Labour migration and stakeholders’ role in the making of Brexit
Chris Forde, Centre of Employment Relations Innovation and Change, University of Leeds
Gabriella Alberti, Leeds University Business School
Ioulia Bessa, Leeds University Business School
Zyama Ciupijus, Leeds University Business School
Jo Cutter, Leeds University Business School
Maisie Roberts, Leeds University Business School
Building on ongoing research on social partners in the ‘making of Brexit’ this paper focuses on the UK’s shifting migration regime and the role played by stakeholders’ in shaping the UK’s proposed exit from the EU. During politically driven and state-led change, regulatory spaces are redrawn as different actors attribute varied meanings to “re-regulation” (Martinez Lucio and MacKenzie, 2011). In the case of Brexit these range from views that perceive regulation as a burden, through to the ‘productive’ nature of migration controls creating precariousness in employment relations (Anderson, 2013), to more positive notions of re-regulation as an opportunity to enshrine transnational employment standards and social protections (Schiek et al. 2015).
Our argument is that it the regulatory space opened up over the last three years has resulted in many ‘effects of Brexit before Brexit’, only some of which are directly connected to the withdrawal of the UK from the EU. For example, in areas of labour market policy making, Brexit has framed, shaped and constrained the range of possibilities in the Taylor Review of Modern Working Practices recommendations. The future direction of policy protecting workers’ rights in the UK is unclear as these are also being used as a ‘bargaining chip’ for the UK government to try and win parliamentary and public support for a preferred Brexit deal. The effects of the referendum vote appear to already be affecting migration to the UK from the EEA as the rate in late 2018 slowed to its lowest level since 2012 (ONS 2018).
In terms of the proposed migration regime post-Brexit, there remains considerable uncertainty following the publication of the White paper on migration in December 2018. Stakeholder views have shaped this White Paper, and positions continue to evolve and change. The effects of a work permit/visa system, for example, are complex to untangle, despite the relatively simplistic positions reached or argued by some stakeholders and think tanks. A work permit/visa system is likely to make it more expensive for employers to employ some migrant workers, yet these costs may be passed on to workers. Furthermore, for migrants, the system might make moving for work to the UK unattractive for many potential workers, particularly if the possibilities for acting strategically when making migration decisions (Alberti, 2014) are constrained.
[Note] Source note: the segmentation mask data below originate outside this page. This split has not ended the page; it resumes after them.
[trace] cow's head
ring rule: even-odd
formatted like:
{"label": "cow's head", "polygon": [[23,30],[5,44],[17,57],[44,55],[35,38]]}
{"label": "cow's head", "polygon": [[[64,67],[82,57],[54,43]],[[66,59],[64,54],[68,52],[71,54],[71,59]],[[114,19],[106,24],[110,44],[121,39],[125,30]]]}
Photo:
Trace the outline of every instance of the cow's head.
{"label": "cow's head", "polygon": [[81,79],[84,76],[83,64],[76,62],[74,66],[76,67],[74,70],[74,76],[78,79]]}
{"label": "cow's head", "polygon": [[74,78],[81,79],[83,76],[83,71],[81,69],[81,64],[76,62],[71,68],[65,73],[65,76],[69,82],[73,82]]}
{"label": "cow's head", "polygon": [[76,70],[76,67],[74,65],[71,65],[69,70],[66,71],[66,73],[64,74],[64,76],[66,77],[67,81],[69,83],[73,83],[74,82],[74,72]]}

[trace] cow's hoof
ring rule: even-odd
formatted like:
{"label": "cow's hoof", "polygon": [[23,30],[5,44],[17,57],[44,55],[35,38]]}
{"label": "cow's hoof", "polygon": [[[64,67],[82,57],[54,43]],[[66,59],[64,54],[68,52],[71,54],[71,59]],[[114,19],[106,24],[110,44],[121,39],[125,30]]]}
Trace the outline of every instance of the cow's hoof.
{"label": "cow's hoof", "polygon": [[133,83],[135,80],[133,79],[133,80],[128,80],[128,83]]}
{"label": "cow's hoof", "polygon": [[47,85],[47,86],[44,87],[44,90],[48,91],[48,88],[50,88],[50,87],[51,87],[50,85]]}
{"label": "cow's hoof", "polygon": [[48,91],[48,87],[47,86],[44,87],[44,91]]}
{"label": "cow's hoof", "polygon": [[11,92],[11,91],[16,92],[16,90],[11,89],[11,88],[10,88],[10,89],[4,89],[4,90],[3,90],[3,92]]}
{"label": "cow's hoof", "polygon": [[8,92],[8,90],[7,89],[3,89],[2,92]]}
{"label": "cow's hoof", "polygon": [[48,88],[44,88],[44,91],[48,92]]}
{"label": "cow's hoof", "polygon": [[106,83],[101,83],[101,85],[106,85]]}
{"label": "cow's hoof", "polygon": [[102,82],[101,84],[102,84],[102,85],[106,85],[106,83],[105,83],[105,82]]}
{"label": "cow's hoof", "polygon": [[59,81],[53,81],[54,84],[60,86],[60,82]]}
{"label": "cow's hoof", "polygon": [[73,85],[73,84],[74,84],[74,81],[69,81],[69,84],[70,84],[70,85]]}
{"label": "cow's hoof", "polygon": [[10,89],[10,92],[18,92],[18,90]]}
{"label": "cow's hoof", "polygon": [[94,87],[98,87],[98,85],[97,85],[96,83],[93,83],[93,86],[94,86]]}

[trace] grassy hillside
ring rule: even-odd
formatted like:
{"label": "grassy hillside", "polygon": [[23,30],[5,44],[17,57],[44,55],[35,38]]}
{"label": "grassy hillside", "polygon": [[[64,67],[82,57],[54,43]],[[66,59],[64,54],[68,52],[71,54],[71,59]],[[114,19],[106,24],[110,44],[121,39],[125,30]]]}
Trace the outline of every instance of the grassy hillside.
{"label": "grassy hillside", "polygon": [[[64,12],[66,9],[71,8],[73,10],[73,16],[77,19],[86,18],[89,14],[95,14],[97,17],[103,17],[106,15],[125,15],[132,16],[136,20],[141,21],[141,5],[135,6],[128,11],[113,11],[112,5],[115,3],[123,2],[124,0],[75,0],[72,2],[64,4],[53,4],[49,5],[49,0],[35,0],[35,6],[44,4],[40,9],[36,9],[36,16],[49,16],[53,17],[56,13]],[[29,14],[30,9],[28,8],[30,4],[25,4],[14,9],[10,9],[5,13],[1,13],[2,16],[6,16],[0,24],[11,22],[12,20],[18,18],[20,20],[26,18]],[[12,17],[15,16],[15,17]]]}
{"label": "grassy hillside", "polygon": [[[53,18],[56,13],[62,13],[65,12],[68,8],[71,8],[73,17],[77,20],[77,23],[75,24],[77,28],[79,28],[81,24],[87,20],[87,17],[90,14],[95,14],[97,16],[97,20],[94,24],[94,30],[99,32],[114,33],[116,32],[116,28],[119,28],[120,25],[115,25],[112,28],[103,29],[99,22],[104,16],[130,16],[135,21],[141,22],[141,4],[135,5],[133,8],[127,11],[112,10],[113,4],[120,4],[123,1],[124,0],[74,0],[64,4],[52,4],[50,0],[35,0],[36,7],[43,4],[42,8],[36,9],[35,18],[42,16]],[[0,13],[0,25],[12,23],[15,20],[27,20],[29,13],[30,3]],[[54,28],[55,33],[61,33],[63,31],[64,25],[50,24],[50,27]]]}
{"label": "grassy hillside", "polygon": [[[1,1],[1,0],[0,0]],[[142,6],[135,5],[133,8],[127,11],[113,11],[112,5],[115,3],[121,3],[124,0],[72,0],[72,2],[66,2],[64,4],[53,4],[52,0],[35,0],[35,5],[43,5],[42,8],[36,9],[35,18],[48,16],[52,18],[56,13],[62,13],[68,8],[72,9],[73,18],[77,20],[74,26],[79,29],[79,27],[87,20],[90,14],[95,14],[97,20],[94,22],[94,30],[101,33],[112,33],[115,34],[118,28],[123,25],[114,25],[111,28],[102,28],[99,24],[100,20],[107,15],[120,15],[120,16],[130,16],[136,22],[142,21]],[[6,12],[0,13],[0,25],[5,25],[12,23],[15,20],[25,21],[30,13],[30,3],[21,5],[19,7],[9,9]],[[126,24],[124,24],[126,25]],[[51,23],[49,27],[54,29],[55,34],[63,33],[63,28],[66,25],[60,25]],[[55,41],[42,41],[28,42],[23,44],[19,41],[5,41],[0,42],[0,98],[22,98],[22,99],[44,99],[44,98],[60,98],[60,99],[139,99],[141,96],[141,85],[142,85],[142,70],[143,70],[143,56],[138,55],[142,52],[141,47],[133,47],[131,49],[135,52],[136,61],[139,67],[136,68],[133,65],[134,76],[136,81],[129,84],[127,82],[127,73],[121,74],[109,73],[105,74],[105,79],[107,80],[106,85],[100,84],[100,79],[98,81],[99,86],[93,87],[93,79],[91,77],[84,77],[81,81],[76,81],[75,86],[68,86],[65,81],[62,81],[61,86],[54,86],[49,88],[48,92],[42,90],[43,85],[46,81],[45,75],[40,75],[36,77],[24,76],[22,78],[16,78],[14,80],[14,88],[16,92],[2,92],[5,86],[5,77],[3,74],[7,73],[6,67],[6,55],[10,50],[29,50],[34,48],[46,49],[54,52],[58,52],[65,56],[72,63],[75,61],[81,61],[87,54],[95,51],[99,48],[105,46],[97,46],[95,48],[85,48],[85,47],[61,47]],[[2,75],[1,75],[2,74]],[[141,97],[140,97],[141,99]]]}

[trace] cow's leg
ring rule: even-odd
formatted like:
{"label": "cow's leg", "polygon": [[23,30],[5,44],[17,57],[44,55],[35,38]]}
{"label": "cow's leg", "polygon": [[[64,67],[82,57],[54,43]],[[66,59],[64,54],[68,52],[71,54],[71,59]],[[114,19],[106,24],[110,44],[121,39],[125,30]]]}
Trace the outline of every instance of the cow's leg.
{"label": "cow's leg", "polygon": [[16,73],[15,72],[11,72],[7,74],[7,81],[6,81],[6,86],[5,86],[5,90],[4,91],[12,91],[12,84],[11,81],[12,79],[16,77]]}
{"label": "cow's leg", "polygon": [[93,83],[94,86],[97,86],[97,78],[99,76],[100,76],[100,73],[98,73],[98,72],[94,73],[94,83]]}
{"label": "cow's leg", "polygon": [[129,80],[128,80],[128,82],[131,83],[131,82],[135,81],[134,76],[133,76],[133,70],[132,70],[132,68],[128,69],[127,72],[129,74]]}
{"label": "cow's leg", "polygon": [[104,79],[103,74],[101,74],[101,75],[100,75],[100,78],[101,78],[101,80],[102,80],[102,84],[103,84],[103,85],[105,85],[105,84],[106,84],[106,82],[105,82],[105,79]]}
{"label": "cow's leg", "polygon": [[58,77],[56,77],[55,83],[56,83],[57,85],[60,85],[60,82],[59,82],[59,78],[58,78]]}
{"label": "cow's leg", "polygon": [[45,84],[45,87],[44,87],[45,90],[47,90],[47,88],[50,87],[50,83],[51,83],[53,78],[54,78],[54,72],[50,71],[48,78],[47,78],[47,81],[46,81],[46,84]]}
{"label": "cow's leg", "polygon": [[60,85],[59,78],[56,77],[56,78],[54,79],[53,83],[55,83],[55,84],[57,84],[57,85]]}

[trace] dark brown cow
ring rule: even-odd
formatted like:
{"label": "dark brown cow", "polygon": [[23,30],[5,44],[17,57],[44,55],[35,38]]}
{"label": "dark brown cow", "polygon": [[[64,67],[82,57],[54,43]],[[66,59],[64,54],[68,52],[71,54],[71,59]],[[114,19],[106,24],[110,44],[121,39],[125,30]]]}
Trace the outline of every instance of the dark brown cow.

Current proposals suggest migrant workers will be tied to a single employer or unable to move from one migration scheme to another once they are working in the UK for up to 12 months during the ‘transitional’ regime to 2025. This detrimental effect on the ability of migrants to initiate mobility may have implications for employers in attracting workers and may increase labour shortages. Such an argument has received less attention in UK public discourse because there is a tendency to assume that migrants would come to the UK under any conditions – a view which takes away agency from workers and neglects the decisions they make individually and as families.
Methodologically we draw from a ‘co-production’ approach to participatory research (Chatterton et al. 2018) fostering dialogue between the different Brexit players at the institutional and community levels to ask:
- How are stakeholders’ voices shaping the future of labour mobility in a post-Brexit world?
- How are activities and debates at multiple scales (regional/national/international) interacting in the making of Brexit, considering the ever extending transition towards a new migration regime?
Empirically the paper draws from analysis of recent and future communications from the UK Migration Advisory Committee, related submissions and evidence from stakeholders in key sectors of the migrant economy as well as from qualitative data from roundtables and focus groups with stakeholders (trade unions, employers and civil society) on the future of labour mobility regulation in post-Brexit UK.